David Kirkpatrick

April 18, 2009

Schmidt warns GOP theocrats

Filed under: Politics — Tags: , , , , — David Kirkpatrick @ 7:35 pm

Making a point obvious to everyone outside of far right theocrats, McCain’s top campaign manager, Steve Schmidt, warns the Republican Party of the dangers of becoming a “religious party.” Above and beyond every other metric, the GOP is losing the 18-25 vote by historic proportions. This does not bode well for near term elections, and possibly ongoing if the GOP doesn’t make a few concessions to modern secular culture.

From the link:

John McCain’s top adviser from the presidential campaign urged fellow Republicans on Friday to warm up to gay rights and warned that the GOP risks becoming the “religious party” with its opposition to same-sex marriage. 

Steve Schmidt, in his first political appearance since the election, spoke at the Washington, D.C., convention for the Log Cabin Republicans — a grassroots group for gay and lesbian Republicans. 

He urged Republicans, in the near-term, to endorse civil unions and stop using the Bible as rationale for gay-marriage opposition. 

“If you put public policy issues to a religious test, you risk becoming a religious party,” he said. “And in a free country a political party cannot be viable in the long-term if it is seen as a sectarian party.” 

Schmidt, whose sister is a lesbian and who supports same-sex marriage, said he understands the Republican Party probably won’t reverse its resistance to same-sex marriage anytime soon. 

But he suggested that the party will be increasingly marginalized if it sustains that opposition long-term. 

March 10, 2009

We can only pray …

Filed under: et.al., Politics — Tags: , , , — David Kirkpatrick @ 11:31 am

… for such an outcome.

We are on the verge – within 10 years – of a major collapse of evangelical Christianity. This breakdown will follow the deterioration of the mainline Protestant world and it will fundamentally alter the religious and cultural environment in the West.

Within two generations, evangelicalism will be a house deserted of half its occupants. (Between 25 and 35 percent of Americans today are Evangelicals.) In the “Protestant” 20th century, Evangelicals flourished. But they will soon be living in a very secular and religiously antagonistic 21st century.

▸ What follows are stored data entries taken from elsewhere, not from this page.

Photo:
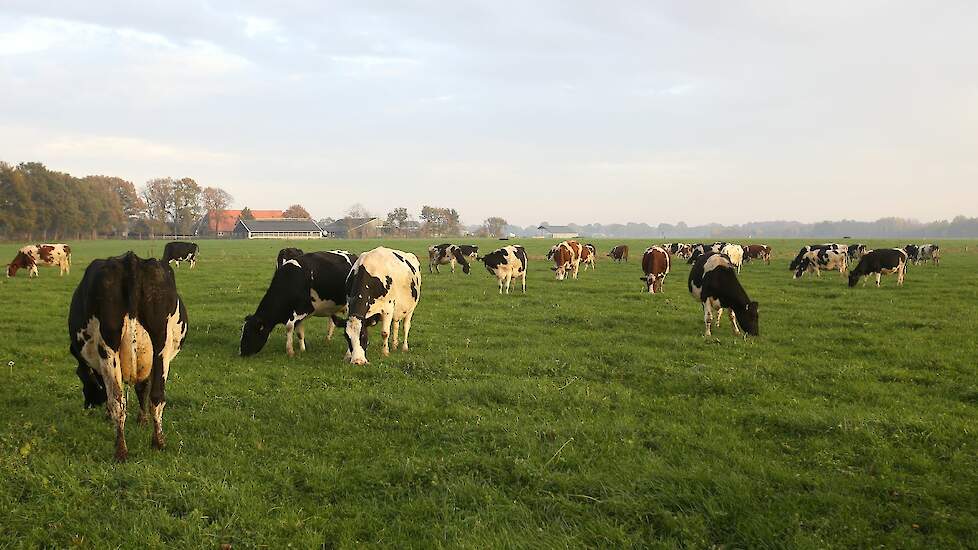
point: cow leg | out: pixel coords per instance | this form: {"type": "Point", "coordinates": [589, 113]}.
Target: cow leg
{"type": "Point", "coordinates": [385, 331]}
{"type": "Point", "coordinates": [142, 392]}
{"type": "Point", "coordinates": [407, 329]}
{"type": "Point", "coordinates": [708, 317]}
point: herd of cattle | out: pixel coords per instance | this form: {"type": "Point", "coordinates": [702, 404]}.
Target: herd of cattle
{"type": "Point", "coordinates": [127, 322]}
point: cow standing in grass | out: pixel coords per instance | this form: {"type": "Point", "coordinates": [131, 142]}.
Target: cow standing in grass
{"type": "Point", "coordinates": [179, 251]}
{"type": "Point", "coordinates": [312, 285]}
{"type": "Point", "coordinates": [713, 281]}
{"type": "Point", "coordinates": [507, 263]}
{"type": "Point", "coordinates": [126, 324]}
{"type": "Point", "coordinates": [881, 262]}
{"type": "Point", "coordinates": [384, 286]}
{"type": "Point", "coordinates": [566, 256]}
{"type": "Point", "coordinates": [45, 254]}
{"type": "Point", "coordinates": [655, 263]}
{"type": "Point", "coordinates": [825, 259]}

This collapse will herald the arrival of an anti-Christian chapter of the post-Christian West. Intolerance of Christianity will rise to levels many of us have not believed possible in our lifetimes, and public policy will become hostile toward evangelical Christianity, seeing it as the opponent of the common good.

Millions of Evangelicals will quit. Thousands of ministries will end. Christian media will be reduced, if not eliminated. Many Christian schools will go into rapid decline. I’m convinced the grace and mission of God will reach to the ends of the earth. But the end of evangelicalism as we know it is close.

December 11, 2008

Dreher, church and state

Filed under: Politics — Tags: , , , , , — David Kirkpatrick @ 12:35 pm

(My bad — this post is by Erin Manning. Apologies to Rod, but sorry the header is stuck as is. New additions to the text are in italics.)

“Crunchy con” Rod Dreher  Erin Manning gets this absolutely wrong:

There aren’t any serious voices on the right (or anywhere else in America) clamoring for religion to be tied to government.

Yep, I took one sentence out of context, but hit the link for the long, long bit that attempts (and fails to) explain away that one sentence. This attitude from Erin is typical of Rod’s weak approach to what can be best described as liberal conservatism — he wants very liberal fiscal policies tied to very conservative (dare I say theocratic) cultural policies, and pretend like it’s just in the best intentions for all.

“See, gee whiz I just want the best for everyone!” And then candy falls from the sky. If that candy kills you then you’re in luck. God will pluck your dead corpse up to heaven for life eternal.

I’m not going to take the time for a search, but it’s not too hard to find many, many recent quotes from uber-religious politicians (who would probably be happy to be called theocrats) on exactly why they want the church to be a major part of the state. And that doesn’t take into account religious leaders opining on politics or religiously-bent right wing pundits. Dreher did say there weren’t “any serious voices on the right” clamoring for theocracy.

Well Rod Erin, you are very wrong. There are voices, serious or not, who want religion to be tied to government right here in the United States. Sounds a lot like some of those Mideast lands doesn’t it, Rod Erin?

December 7, 2008

Interested in the secular v. religious Xmas debate?

Filed under: et.al. — Tags: , , , — David Kirkpatrick @ 12:49 pm

Hit this link for a slew of posts at Secular Right on the topic. The real meat, and debate, can be found in the comments. There’s a lot of well thought out stuff there.

Where do I fall? I love the holiday and all its trappings, but I’m completely secular. Don’t deny anyone’s religious enjoyment at all, but for me — and our overall culture for that matter — it’s become a totally secular holiday.